Premature ventricular contraction (PVC) is caused by an ectopic cardiac pacemaker located in the ventricle. PVCs are characterized by premature and bizarrely shaped QRS complexes usually wider than 120 msec on with the width of the ECG. These complexes are not preceded by a P wave, and the T wave is usually large, and its direction is opposite the major deflection of the QRS. The clinical significance of PVCs depends on their frequency, complexity, and hemodynamic response.

Pathophysiology
Premature ventricular contractions (PVCs) reflect activation of the ventricles from a site below the atrioventricular node (AVN). Suggested mechanisms for PVCs are reentry, triggered activity, and enhanced automaticity. Reentry occurs when an area of 1-way block in the Purkinje fibers and a second area of slow conduction are present. This condition is frequently seen in patients with underlying heart disease that creates areas of differential conduction and recovery due to myocardial scarring or ischemia. During ventricular activation, the area of slow conduction activates the blocked part of the system after the rest of the ventricle has recovered, resulting in an extra beat. Reentry can produce single ectopic beats, or it can trigger paroxysmal tachycardia.
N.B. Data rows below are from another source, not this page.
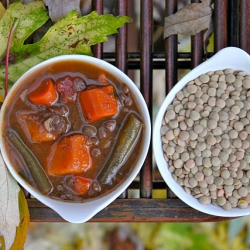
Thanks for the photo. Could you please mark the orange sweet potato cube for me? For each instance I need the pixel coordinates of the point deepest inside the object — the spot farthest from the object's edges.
(98, 103)
(70, 155)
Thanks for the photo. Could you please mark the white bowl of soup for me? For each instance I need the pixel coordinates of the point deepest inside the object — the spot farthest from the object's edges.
(75, 132)
(201, 135)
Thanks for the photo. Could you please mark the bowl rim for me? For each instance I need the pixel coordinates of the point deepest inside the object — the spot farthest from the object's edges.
(230, 57)
(93, 205)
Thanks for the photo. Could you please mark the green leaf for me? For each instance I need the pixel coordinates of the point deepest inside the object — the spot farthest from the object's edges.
(31, 16)
(22, 229)
(70, 35)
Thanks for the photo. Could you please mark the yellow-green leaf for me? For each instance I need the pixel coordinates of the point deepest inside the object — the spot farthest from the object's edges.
(2, 10)
(9, 208)
(22, 229)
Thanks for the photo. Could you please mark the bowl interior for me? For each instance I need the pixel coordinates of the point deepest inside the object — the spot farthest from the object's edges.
(230, 57)
(81, 212)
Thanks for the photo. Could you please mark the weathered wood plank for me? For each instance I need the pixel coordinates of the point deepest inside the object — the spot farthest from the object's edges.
(132, 210)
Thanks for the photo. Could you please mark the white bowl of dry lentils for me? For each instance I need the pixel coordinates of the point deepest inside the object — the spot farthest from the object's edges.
(201, 136)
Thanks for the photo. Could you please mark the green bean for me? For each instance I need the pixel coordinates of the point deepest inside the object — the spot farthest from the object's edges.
(124, 144)
(36, 170)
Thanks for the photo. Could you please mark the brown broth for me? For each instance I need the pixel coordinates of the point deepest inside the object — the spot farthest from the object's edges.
(90, 74)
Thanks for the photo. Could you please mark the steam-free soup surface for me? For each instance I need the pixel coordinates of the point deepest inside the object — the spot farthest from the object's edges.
(81, 124)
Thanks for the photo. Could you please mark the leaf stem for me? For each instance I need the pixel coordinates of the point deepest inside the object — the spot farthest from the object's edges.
(7, 56)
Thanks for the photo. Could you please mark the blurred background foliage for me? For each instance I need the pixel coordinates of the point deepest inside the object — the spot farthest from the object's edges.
(227, 235)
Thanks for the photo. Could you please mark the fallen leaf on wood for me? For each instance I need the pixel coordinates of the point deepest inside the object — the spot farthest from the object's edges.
(9, 209)
(2, 10)
(59, 9)
(22, 229)
(189, 20)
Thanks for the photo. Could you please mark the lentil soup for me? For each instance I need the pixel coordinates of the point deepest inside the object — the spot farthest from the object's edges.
(78, 125)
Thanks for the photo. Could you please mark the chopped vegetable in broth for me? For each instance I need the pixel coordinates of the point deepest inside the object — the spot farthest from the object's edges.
(73, 131)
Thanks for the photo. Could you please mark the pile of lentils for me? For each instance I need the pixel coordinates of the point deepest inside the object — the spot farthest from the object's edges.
(206, 138)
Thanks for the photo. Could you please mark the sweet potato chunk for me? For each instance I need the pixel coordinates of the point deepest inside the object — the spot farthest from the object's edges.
(98, 103)
(70, 155)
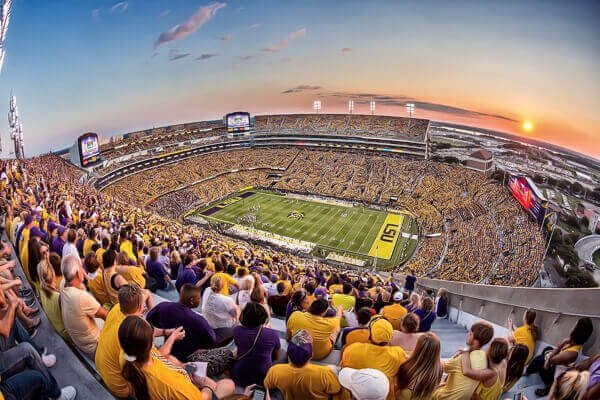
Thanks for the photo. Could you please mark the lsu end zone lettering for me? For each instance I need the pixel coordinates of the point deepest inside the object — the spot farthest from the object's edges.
(384, 244)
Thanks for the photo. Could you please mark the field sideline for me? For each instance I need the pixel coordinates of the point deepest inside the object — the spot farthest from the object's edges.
(358, 232)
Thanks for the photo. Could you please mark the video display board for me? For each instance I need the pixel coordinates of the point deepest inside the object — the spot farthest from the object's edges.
(529, 196)
(89, 149)
(238, 122)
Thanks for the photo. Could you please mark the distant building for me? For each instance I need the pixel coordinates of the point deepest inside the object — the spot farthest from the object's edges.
(481, 160)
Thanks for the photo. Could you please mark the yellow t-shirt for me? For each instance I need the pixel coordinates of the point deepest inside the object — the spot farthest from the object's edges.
(308, 382)
(394, 313)
(227, 280)
(523, 336)
(167, 383)
(108, 352)
(386, 359)
(323, 331)
(87, 246)
(78, 310)
(345, 300)
(458, 386)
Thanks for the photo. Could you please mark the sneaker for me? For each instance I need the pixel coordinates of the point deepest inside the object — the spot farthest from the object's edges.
(67, 393)
(49, 360)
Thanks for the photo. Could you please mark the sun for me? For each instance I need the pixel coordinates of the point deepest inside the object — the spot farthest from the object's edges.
(528, 126)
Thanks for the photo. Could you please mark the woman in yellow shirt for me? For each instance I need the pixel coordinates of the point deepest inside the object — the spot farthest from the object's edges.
(152, 378)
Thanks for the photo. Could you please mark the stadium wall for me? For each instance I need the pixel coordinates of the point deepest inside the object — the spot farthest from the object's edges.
(557, 309)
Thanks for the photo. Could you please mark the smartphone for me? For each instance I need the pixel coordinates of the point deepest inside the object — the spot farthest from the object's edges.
(259, 393)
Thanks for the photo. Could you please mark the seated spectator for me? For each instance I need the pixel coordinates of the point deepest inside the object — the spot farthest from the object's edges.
(526, 334)
(219, 310)
(257, 346)
(408, 335)
(300, 379)
(279, 301)
(442, 304)
(298, 302)
(24, 376)
(131, 302)
(515, 366)
(344, 299)
(79, 308)
(159, 276)
(359, 334)
(395, 312)
(426, 314)
(421, 374)
(552, 361)
(459, 386)
(323, 330)
(364, 384)
(571, 384)
(170, 315)
(376, 354)
(492, 378)
(152, 378)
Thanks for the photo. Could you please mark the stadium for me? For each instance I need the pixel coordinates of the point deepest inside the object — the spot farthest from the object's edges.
(294, 256)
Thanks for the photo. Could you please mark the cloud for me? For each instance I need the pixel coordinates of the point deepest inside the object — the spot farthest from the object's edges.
(119, 7)
(174, 54)
(206, 56)
(401, 100)
(195, 22)
(301, 88)
(96, 13)
(273, 48)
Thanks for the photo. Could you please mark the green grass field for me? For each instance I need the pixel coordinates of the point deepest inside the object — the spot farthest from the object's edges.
(356, 232)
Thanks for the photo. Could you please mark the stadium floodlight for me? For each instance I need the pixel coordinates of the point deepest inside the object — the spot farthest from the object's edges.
(317, 106)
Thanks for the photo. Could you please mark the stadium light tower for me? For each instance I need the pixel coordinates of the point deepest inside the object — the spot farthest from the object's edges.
(317, 106)
(16, 128)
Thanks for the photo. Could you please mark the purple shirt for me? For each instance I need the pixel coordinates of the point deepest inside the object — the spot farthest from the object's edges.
(198, 333)
(252, 368)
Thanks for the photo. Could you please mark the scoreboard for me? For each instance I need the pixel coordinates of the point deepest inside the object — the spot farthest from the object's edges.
(238, 121)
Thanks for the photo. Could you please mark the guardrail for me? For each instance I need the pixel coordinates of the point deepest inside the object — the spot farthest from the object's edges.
(557, 309)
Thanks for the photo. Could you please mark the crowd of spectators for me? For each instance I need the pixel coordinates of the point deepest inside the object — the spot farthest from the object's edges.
(102, 255)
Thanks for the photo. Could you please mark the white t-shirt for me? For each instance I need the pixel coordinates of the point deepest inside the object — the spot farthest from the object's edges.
(219, 310)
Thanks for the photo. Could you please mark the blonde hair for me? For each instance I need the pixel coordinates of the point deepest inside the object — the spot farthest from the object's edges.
(570, 385)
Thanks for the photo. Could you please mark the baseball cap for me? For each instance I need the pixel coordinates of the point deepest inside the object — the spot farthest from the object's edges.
(381, 330)
(300, 348)
(365, 384)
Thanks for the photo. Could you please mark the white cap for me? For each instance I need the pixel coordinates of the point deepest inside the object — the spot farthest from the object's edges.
(365, 384)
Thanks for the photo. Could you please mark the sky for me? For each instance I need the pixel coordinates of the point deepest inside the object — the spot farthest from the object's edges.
(113, 67)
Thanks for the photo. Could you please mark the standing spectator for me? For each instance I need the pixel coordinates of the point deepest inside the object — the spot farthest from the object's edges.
(365, 384)
(408, 335)
(323, 330)
(79, 308)
(421, 374)
(257, 346)
(300, 379)
(377, 354)
(395, 312)
(425, 314)
(442, 303)
(170, 315)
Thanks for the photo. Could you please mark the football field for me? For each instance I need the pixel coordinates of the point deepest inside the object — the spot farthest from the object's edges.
(358, 232)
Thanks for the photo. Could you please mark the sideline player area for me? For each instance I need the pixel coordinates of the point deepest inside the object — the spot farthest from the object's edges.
(361, 232)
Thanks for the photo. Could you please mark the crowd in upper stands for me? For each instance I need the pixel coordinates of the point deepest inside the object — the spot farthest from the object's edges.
(484, 235)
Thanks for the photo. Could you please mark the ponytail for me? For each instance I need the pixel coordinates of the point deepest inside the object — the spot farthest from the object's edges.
(134, 375)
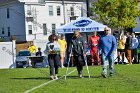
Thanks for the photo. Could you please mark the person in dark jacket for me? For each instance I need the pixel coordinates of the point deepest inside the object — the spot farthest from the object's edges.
(78, 48)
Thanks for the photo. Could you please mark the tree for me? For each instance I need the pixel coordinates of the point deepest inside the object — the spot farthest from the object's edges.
(118, 14)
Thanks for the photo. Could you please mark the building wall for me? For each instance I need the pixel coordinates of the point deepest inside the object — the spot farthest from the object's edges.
(19, 20)
(15, 22)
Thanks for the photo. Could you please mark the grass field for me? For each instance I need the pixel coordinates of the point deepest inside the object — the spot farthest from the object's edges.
(126, 79)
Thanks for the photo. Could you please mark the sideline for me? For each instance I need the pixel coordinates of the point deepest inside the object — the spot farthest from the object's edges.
(27, 91)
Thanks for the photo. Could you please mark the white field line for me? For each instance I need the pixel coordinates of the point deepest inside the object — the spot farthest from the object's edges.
(27, 91)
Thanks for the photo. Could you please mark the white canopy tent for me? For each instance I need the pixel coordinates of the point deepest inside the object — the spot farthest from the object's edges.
(83, 24)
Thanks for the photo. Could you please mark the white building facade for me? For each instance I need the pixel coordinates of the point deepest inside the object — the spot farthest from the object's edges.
(28, 20)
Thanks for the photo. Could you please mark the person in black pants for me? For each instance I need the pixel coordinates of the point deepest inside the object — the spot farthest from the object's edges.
(78, 46)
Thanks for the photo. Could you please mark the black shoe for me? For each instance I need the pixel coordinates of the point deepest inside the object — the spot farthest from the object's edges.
(104, 76)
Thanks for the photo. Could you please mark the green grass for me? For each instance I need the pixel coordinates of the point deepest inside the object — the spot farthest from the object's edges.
(126, 79)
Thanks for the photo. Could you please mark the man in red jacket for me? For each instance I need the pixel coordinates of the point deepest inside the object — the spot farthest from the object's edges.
(93, 40)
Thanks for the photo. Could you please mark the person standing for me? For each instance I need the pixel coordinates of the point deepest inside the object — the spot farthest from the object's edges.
(128, 46)
(53, 49)
(32, 49)
(63, 46)
(78, 48)
(121, 48)
(135, 44)
(93, 41)
(39, 53)
(108, 45)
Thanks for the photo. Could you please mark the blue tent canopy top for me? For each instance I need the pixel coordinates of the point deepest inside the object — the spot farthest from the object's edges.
(83, 24)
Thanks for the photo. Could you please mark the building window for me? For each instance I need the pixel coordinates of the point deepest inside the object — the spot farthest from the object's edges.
(72, 11)
(30, 29)
(8, 13)
(28, 9)
(58, 11)
(53, 28)
(44, 29)
(50, 10)
(8, 31)
(2, 30)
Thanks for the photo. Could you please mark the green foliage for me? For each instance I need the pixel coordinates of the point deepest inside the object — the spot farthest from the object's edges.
(116, 13)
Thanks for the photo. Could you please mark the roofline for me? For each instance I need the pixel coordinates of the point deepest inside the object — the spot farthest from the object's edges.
(7, 2)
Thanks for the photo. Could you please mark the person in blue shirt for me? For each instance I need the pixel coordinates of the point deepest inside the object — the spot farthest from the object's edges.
(107, 44)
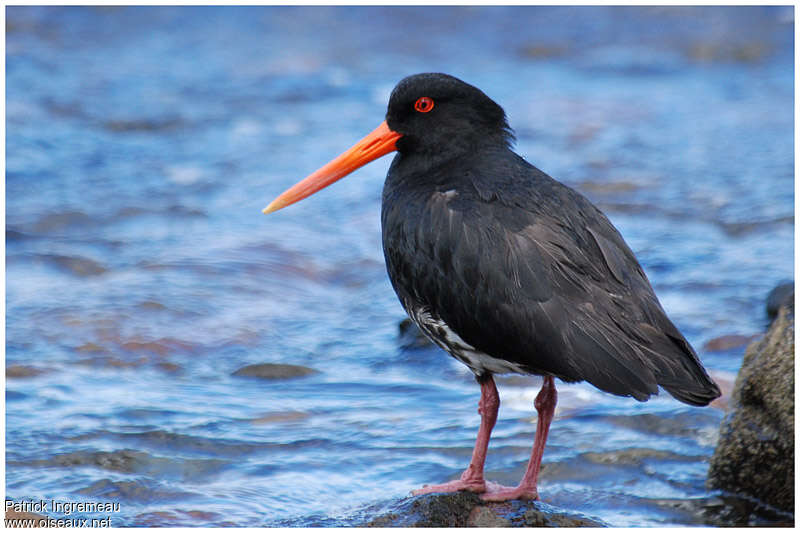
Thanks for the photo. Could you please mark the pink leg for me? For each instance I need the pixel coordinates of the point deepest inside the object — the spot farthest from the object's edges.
(472, 478)
(545, 404)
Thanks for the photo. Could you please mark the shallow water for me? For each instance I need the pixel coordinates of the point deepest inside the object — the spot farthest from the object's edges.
(142, 144)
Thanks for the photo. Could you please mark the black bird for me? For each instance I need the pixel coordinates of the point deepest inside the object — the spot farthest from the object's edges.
(507, 269)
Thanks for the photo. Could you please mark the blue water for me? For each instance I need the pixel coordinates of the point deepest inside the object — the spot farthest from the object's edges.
(142, 144)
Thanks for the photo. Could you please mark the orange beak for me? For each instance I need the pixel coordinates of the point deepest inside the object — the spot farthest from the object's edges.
(379, 142)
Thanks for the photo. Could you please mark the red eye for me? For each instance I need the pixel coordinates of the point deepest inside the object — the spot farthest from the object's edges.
(424, 104)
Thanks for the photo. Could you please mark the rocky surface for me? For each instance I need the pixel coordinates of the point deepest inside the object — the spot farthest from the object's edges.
(465, 509)
(755, 452)
(274, 371)
(778, 297)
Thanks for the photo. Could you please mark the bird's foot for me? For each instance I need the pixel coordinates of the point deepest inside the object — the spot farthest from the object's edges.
(498, 493)
(477, 486)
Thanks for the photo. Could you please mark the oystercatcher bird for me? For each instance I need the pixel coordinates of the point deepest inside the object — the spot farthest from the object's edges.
(507, 269)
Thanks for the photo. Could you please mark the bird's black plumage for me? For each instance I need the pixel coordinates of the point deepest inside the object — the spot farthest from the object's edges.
(510, 270)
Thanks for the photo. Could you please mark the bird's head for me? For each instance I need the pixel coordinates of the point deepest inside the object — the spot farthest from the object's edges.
(439, 114)
(433, 116)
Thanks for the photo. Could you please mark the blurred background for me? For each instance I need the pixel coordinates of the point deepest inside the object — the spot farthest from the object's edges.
(142, 144)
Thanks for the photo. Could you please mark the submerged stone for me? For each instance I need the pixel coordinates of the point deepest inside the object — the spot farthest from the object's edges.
(755, 452)
(274, 371)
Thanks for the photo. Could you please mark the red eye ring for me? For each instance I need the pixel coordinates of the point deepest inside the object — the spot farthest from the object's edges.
(423, 104)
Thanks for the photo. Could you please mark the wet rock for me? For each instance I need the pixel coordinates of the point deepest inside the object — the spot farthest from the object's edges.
(727, 342)
(286, 416)
(411, 336)
(274, 371)
(629, 456)
(75, 265)
(755, 452)
(58, 221)
(23, 371)
(781, 295)
(146, 125)
(465, 509)
(542, 51)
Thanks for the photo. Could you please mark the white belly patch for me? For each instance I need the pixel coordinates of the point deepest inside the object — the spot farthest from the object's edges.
(440, 333)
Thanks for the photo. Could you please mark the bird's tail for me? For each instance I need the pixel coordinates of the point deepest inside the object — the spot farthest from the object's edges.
(684, 376)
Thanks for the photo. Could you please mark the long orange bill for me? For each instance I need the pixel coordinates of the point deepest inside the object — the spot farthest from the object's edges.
(379, 142)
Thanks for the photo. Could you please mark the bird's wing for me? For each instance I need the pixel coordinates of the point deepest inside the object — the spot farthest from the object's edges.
(557, 292)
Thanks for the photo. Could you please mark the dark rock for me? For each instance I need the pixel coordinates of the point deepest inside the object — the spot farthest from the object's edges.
(781, 295)
(23, 371)
(274, 371)
(75, 265)
(411, 336)
(755, 452)
(727, 342)
(465, 509)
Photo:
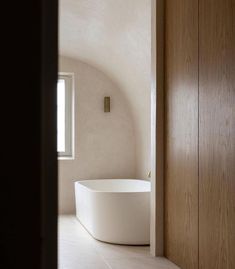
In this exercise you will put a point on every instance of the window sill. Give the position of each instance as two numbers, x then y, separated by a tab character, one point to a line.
63	158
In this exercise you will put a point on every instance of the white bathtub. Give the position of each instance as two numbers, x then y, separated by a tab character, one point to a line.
115	210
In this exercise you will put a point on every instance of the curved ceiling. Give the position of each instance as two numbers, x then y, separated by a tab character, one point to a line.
115	37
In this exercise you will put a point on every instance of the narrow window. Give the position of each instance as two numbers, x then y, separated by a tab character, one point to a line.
65	116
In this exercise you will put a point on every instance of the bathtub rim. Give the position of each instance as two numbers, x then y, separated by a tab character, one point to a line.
113	192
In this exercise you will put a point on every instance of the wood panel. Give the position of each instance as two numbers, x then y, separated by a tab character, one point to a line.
217	134
181	161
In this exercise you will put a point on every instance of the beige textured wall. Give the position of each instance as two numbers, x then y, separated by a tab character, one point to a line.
115	37
104	142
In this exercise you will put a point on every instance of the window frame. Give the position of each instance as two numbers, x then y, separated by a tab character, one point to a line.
69	153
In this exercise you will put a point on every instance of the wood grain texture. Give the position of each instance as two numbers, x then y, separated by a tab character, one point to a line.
181	161
217	134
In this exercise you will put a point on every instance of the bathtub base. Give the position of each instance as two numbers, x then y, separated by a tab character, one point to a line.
114	217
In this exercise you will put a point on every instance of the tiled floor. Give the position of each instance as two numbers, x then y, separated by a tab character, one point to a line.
78	250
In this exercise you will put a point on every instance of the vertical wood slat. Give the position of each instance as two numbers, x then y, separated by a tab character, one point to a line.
217	134
181	133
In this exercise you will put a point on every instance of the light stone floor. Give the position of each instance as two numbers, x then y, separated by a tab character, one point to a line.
79	250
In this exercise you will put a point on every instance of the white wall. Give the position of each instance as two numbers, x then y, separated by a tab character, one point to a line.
115	37
104	142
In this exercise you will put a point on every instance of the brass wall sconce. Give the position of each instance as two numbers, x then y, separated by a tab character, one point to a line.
107	104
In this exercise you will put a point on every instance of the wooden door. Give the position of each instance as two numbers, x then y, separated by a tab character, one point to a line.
217	134
181	132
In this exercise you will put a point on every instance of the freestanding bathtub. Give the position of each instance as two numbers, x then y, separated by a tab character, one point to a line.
115	210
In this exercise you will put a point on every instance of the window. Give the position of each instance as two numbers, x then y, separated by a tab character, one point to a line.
65	116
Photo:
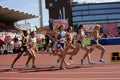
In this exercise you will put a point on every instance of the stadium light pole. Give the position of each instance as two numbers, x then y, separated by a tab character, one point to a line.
40	13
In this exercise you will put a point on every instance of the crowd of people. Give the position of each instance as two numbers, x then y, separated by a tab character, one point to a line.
58	43
7	42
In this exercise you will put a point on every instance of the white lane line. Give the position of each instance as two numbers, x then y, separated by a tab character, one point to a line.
108	72
16	78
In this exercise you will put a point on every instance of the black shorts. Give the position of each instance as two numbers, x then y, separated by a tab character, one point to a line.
23	49
16	50
94	42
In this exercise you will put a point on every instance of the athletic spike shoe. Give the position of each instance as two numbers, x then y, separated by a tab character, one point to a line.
90	62
11	67
63	68
70	59
102	61
82	62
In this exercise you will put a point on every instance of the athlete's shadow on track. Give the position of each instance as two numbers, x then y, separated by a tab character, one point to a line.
54	68
47	69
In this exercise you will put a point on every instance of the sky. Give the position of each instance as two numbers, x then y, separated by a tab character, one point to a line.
32	7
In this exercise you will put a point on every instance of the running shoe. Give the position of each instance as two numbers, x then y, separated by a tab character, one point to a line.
82	62
34	67
70	59
27	66
11	67
63	68
90	62
102	61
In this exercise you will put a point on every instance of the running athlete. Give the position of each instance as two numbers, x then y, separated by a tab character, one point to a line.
23	48
32	49
95	44
80	36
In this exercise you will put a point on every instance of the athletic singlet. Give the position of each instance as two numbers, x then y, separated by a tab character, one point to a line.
61	36
25	41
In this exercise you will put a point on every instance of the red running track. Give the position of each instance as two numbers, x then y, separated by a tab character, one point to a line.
49	70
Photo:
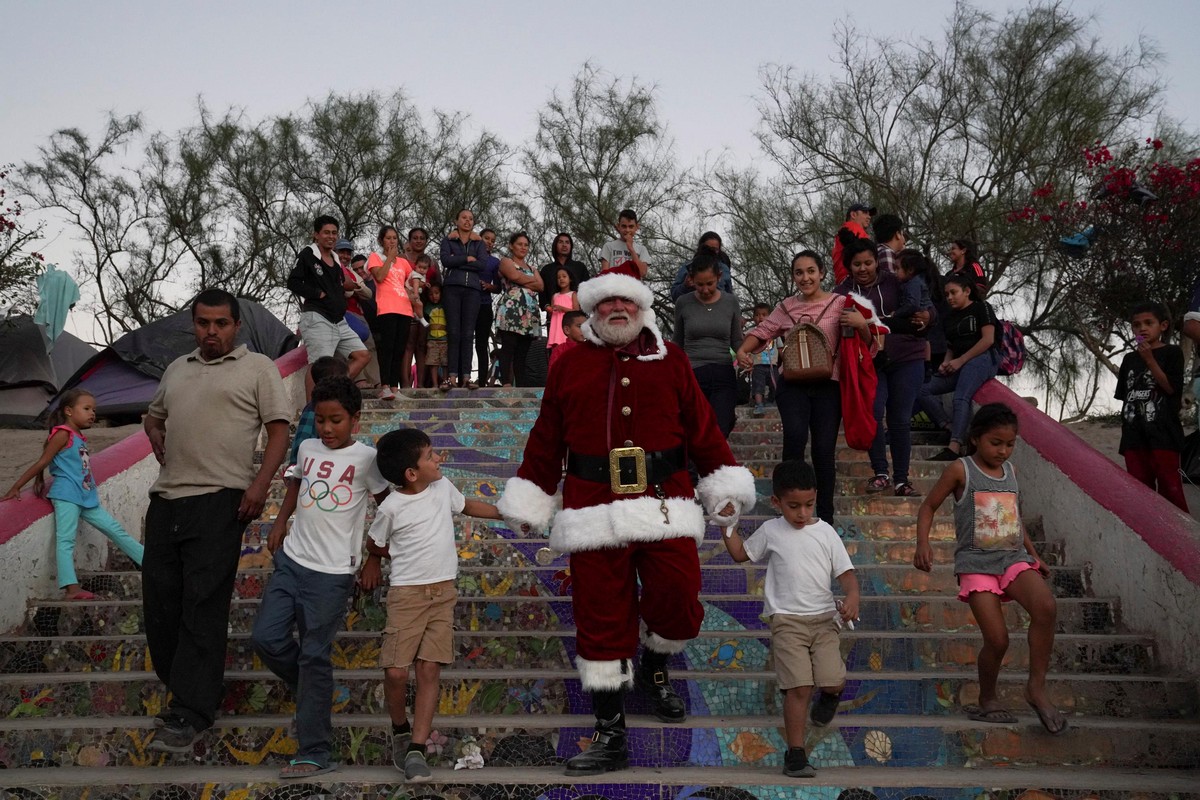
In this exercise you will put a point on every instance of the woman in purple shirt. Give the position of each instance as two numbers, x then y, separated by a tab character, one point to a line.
900	366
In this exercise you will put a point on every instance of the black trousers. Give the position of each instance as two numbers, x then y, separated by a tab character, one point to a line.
813	408
390	346
719	383
462	308
192	547
483	336
515	358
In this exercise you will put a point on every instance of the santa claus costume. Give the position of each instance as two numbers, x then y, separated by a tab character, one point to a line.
627	420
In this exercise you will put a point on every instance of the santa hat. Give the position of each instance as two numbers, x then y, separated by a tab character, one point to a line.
616	282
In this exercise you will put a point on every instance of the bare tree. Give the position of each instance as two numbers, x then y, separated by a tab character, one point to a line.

Triggered beats are considered to be due to after-depolarizations triggered by the preceding action potential. These are often seen in patients with ventricular arrhythmias due to digoxin toxicity and reperfusion therapy after myocardial infarction (MI). Enhanced automaticity suggests an ectopic focus of pacemaker cells in the ventricle that has a subthreshold potential for firing. The basic rhythm of the heart raises these cells to threshold, which precipitates an ectopic beat. This process is the underlying mechanism for arrhythmias due to excess catecholamines and some electrolyte deficiencies, particularly hyperkalemia. Ventricular ectopy associated with a structurally normal heart most commonly occurs from the right ventricular outflow tract beneath the pulmonic valve. The mechanism is thought to be enhanced automaticity versus triggered activity. These arrhythmias are often induced by exercise, isoproterenol (in the EP lab), the recovery phase of exercise, or hormonal changes in female patients (pregnancy, menses, menopause). The characteristic ECG pattern for these arrhythmias is a large, tall R wave in the inferior leads with a left bundle-branch block pattern in V 1 . If the source is the left ventricular outflow tract, there is a right bundle-branch block pattern in V 1 . Beta-blocker therapy is first-line therapy if symptomatic. Factors that increase the risk of PVCs include male sex, advanced age, African American race, hypertension and underlying ischemic heart disease, a bundle-branch block on 12-lead ECG, hypomagnesemia, and hypokalemia.